Climate change is a complex issue that requires a multi-disciplinary and cross-sectoral response. The UK retailing industry needs to come up with a coordinated response to the climate change. Sainsbury is responsible for taking the led on this issue as it is the current market leader of this industry. Sir Nicholas Stern has called climate change the greatest and most comprehensive market failure ever seen. Reducing carbon dioxide emissions has become the hot topic of public policy in Britain. The Stern analysis concluded that current levels of carbon emissions are increasingly unsustainable in the UK and around the globe. Stern estimates that 1% of UK gross domestic product must be spent on tackling climate change, leading to a 25% cut in greenhouse gas emissions by 2050. If measures are not taken before then and temperatures increase by 5ºC, Stern warns, rising sea levels could put London underwater.

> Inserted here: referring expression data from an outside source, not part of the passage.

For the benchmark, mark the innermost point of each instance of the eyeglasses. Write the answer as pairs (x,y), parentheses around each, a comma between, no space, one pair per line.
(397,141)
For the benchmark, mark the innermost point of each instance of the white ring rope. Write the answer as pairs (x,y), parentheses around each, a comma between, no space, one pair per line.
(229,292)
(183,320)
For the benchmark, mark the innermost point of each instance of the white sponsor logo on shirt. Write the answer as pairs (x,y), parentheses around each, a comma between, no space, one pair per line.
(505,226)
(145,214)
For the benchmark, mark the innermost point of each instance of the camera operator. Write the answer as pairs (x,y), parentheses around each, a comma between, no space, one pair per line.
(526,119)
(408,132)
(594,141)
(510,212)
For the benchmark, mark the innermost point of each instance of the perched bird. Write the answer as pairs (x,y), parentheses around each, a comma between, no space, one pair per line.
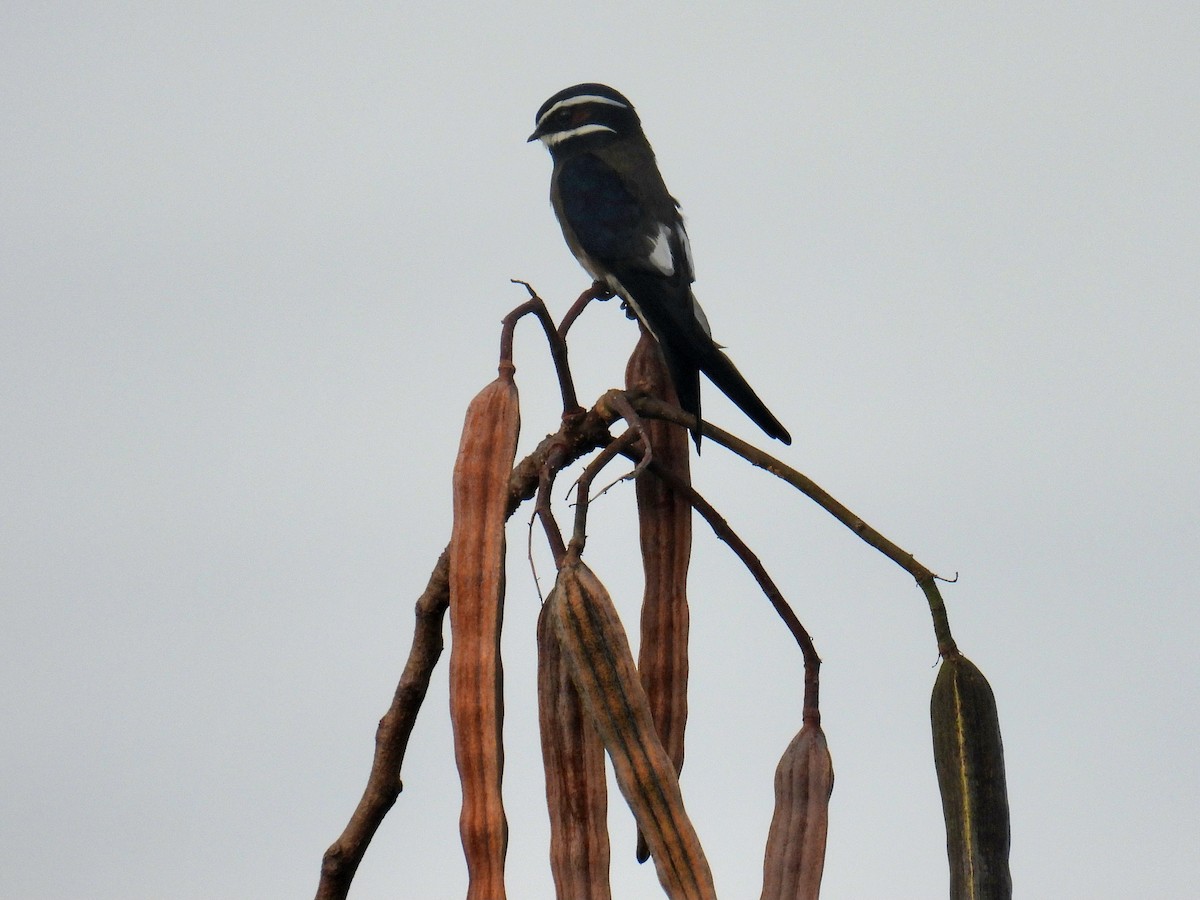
(625,229)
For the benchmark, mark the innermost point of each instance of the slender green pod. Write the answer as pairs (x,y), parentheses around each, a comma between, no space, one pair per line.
(970,759)
(796,844)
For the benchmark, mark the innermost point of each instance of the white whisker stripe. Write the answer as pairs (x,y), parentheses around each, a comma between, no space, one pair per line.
(581,99)
(561,136)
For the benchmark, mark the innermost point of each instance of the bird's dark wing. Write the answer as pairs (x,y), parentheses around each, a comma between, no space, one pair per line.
(647,261)
(647,256)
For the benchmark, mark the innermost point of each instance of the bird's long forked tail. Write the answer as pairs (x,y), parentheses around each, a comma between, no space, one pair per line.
(724,375)
(721,372)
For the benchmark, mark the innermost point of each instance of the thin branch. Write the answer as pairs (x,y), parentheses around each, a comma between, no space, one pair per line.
(537,306)
(579,535)
(597,292)
(925,577)
(723,529)
(576,437)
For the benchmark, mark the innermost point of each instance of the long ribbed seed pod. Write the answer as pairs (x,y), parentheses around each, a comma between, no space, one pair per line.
(477,604)
(970,759)
(601,666)
(576,784)
(664,520)
(795,857)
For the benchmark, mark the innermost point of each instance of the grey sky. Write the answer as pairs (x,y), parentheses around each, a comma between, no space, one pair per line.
(251,271)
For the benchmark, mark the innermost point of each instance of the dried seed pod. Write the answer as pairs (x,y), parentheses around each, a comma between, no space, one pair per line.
(664,520)
(795,857)
(970,759)
(477,603)
(576,785)
(601,667)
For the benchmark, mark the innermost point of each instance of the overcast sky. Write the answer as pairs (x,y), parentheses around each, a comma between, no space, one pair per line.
(252,264)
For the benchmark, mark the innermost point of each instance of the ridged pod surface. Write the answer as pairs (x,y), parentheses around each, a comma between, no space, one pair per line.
(576,781)
(796,844)
(477,604)
(601,666)
(664,520)
(970,759)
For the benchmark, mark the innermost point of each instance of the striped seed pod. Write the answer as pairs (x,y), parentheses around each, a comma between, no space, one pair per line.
(601,667)
(970,759)
(664,520)
(795,857)
(477,603)
(576,784)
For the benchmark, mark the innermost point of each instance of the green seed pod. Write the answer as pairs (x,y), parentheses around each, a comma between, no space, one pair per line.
(601,666)
(970,759)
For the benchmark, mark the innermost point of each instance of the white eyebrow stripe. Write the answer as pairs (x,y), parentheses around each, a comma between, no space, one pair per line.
(581,99)
(561,136)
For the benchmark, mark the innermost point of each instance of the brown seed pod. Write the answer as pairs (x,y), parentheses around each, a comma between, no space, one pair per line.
(664,520)
(601,667)
(796,844)
(970,759)
(477,604)
(576,785)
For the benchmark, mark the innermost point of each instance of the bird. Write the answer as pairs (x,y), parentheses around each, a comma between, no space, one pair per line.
(625,229)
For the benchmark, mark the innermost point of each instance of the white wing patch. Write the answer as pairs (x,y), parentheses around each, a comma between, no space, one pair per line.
(687,252)
(661,257)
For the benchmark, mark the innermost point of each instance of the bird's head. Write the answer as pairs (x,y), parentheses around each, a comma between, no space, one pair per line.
(585,113)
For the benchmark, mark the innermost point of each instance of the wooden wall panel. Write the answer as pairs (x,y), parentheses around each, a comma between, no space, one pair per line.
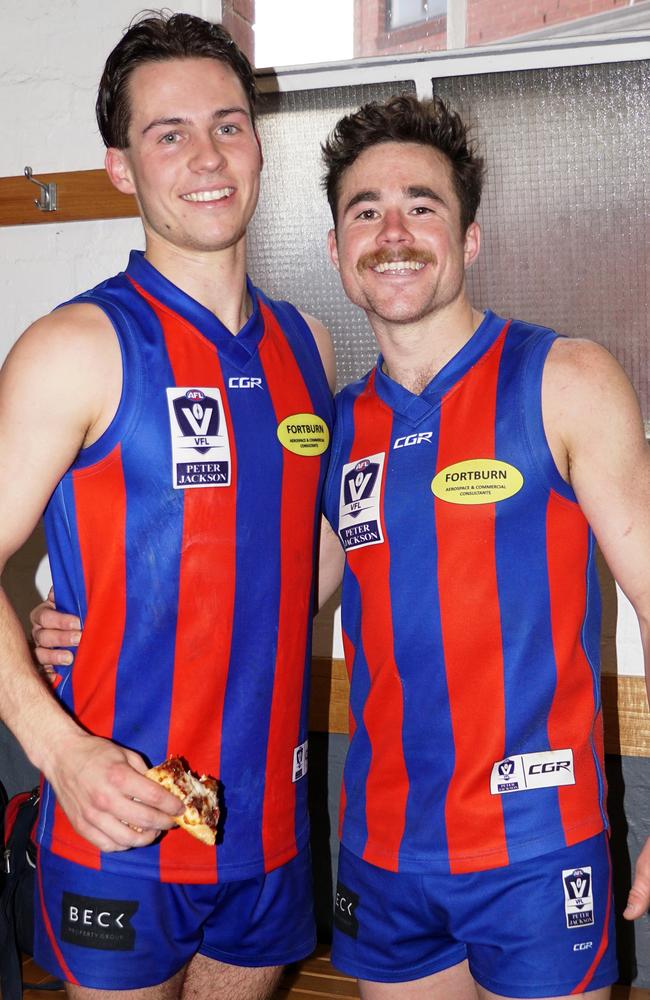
(82,195)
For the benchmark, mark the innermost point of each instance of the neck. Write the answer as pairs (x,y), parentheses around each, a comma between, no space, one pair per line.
(216,279)
(414,353)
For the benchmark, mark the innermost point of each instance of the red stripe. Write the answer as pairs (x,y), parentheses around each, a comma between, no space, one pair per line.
(100,498)
(471,624)
(67,974)
(604,939)
(300,481)
(387,784)
(348,652)
(573,709)
(209,535)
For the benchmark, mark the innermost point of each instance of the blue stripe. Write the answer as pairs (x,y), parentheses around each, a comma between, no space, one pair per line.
(410,531)
(522,576)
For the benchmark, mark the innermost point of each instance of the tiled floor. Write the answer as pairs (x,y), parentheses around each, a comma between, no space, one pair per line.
(314,977)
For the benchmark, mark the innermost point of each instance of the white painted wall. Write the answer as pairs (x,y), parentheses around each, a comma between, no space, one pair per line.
(51,58)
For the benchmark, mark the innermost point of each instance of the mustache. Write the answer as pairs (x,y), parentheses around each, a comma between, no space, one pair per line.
(389,255)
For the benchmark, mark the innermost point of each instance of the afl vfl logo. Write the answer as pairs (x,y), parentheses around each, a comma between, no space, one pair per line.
(477,481)
(578,897)
(199,438)
(359,502)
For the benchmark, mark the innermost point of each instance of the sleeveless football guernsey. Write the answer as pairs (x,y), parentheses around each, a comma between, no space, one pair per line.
(470,617)
(183,538)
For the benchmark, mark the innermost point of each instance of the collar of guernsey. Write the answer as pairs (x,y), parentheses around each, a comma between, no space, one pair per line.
(416,408)
(242,344)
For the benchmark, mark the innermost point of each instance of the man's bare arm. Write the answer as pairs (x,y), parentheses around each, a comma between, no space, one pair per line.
(325,348)
(596,432)
(331,560)
(57,393)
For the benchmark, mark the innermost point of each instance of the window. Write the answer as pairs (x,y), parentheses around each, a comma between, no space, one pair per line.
(400,13)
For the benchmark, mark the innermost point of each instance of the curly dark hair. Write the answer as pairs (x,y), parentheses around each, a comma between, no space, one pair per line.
(155,36)
(406,119)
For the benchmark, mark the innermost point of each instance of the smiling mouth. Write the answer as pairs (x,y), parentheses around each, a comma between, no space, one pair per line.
(399,265)
(203,196)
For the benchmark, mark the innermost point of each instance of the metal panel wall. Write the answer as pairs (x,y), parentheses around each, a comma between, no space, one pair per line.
(564,215)
(287,238)
(565,210)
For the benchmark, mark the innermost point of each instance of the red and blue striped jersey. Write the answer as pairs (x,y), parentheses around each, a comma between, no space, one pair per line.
(184,540)
(470,617)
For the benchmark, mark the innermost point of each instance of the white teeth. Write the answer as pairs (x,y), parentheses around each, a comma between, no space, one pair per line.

  The UK will implement a climate change bill, proposing a 60% cut in greenhouse gas emissions by 2050 which was highlighted by the Queen’s Speech during the state opening of parliament in November 2007. When global greenhouse gas emissions have not fallen by the end of 2015, then our chances of reducing climate change to the two-degree “safety line” are dwindling every day. The scientific data demands: the peaking of emissions within eight years, worldwide cuts of 60 per cent by 2030, and 80 per cent or more by 2050. Above two degrees, the possibility of crossing “tipping points” in the earth’s system will result in the collapse of the Amazon rainforest and the release of methane from the Siberian permafrost is higher.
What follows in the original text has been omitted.